In December 2014, while I was on a two-week mountaineering expedition in the Andes to climb Aconcagua on the border of Argentina and Chile, I met the Spanish skyrunner Kilian Jornet and witnessed him running up and down the tallest mountain in the Western Hemisphere. It was jaw-dropping. Kilian’s daily training consisted of sprinting between mountain camps, ascending and descending thousands of feet at a time while all at an oxygen-depleted elevation. An Argentine ranger described Kilian as “a monster.”
He then proceeded to run up and down the mountain from the park entrance — ascending and desceding 13,327 vertical feet over about 25 miles — in less than 13 hours to set a new fastest known time (or F.K.T., in running parlance). My subsequent story about Kilian appeared on The New Yorker’s website in January 2015 under the headline “Sky Runner Kílian Jornet Preps for Everest,” because he was next planning to run up and down the world’s tallest mountain.
Kilian succeeded on Sunday, May 21, running from Tibetan base camp to the summit of Everest in 26 hours without the use of supplemental oxygen or fixed ropes. It was another F.K.T, another jaw-dropping feat.
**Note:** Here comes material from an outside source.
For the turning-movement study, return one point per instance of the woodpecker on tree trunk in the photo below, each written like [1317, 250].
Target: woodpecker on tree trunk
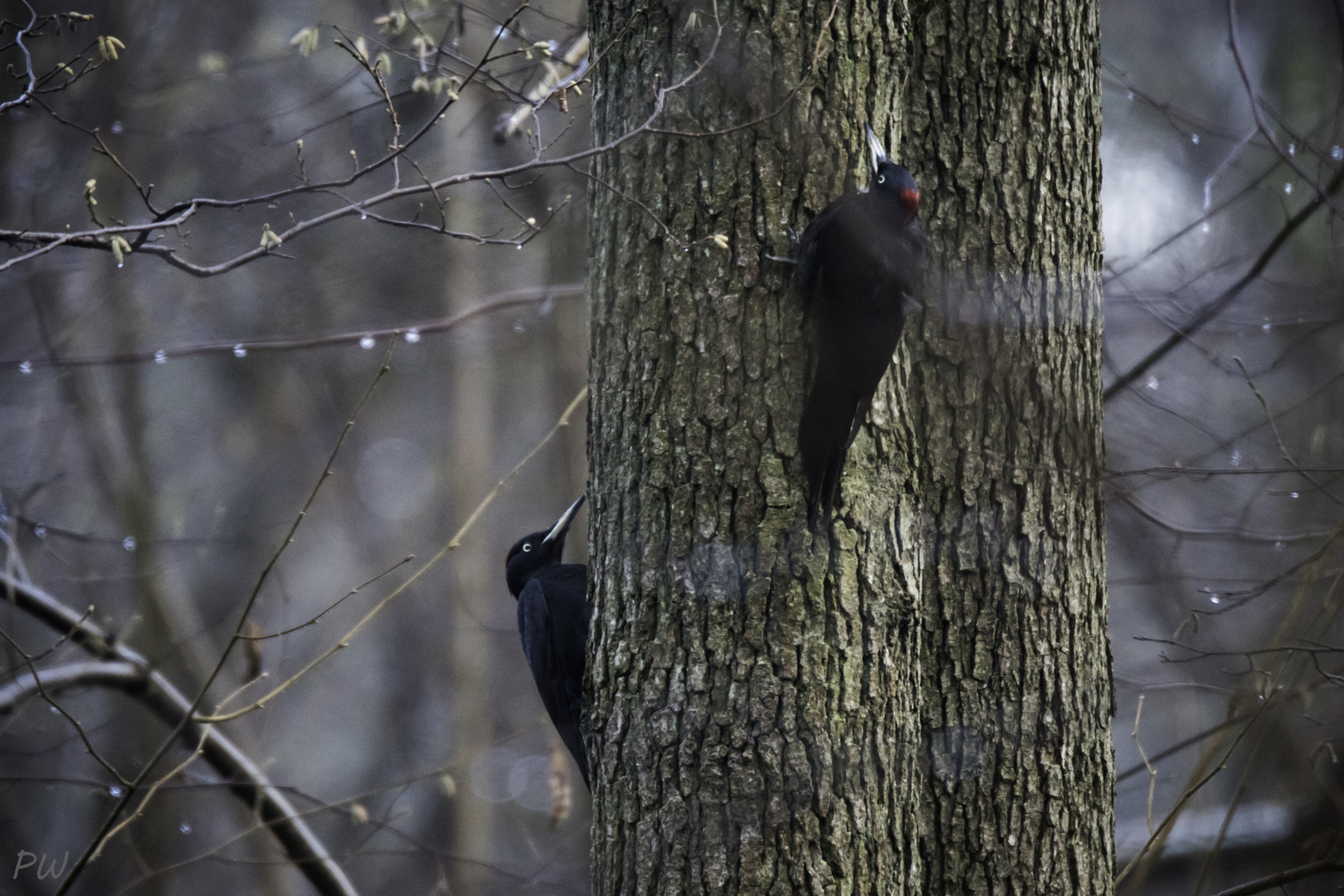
[553, 621]
[859, 265]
But here’s the thing that I learned from Aconcagua: Kilian’s record won’t stand very long. A month after he set the speed-record on Aconcagua, an Ecuadorean mountaineer went and beat Kilian’s time by nearly an hour. So the question now is, How long will Kilian’s record stand on Everest? He deserves credit for fearlessly pushing the boundaries of what is possible in mountaineering, perhaps taking up the mantle that was left void last month when Swiss alpinist Ueli Steck died in a fall near Everest. But Kilian’s record is sure to fall. He’s not an unbeatable machine, in more ways than one.
In my article for The New Yorker, Russell Brice, a longtime Everest guide and the owner of the mountaineering-guide company Himalayan Experience, told me that Jornet had the ability to set the F.K.T. on Everest. He also warned Jornet to have ample support staff. “For mountain runners like Kílian, they just keep pushing the limits until one day they say that is enough,” Brice told me. “Or, they in fact have an accident and do not survive.”
In fact, Kilian suffered such severe altitude sickness on Sunday that he was repeatedly vomiting during the summit descent and had to take refuge at Advanced Base Camp, quitting his initial plan to run all the way back to the Tibetan monastery where he had begun.
Others might try to follow Kilian or replicate his show of endurance and strength on another mountain, without realizing that, in a way, he failed in his original mission to run up and down Everest and is perhaps only alive now because he was willing to quit his initial plan. This underscores another problem that I highlighted in a story for Americas Quarterly published in February 2015, which is how the growing popularity of mountaineering — and the wide attention to feats such as Kilian’s run up Everest — brings with it new concerns:
Jornet, at 5’6” and about 130 pounds, is a pair of oxygen-tank lungs atop two huge piston-like legs. Yet as different as he looked from petite Marlina, they shared something in common. In many ways, both are a product of the booming popularity of climbing and mountaineering worldwide, which is pushing climbers of all abilities to new heights—as also seen when two Americans in January conquered the world’s toughest rock climb in Yosemite National Park, or in the speed-climbing feats of “the Swiss machine” Ueli Steck. Aconcagua is no longer just the tallest peak of the Western Hemisphere; it has turned into something of a Summit of the Americas, a meeting place for people from around the world, which brings new risks and challenges.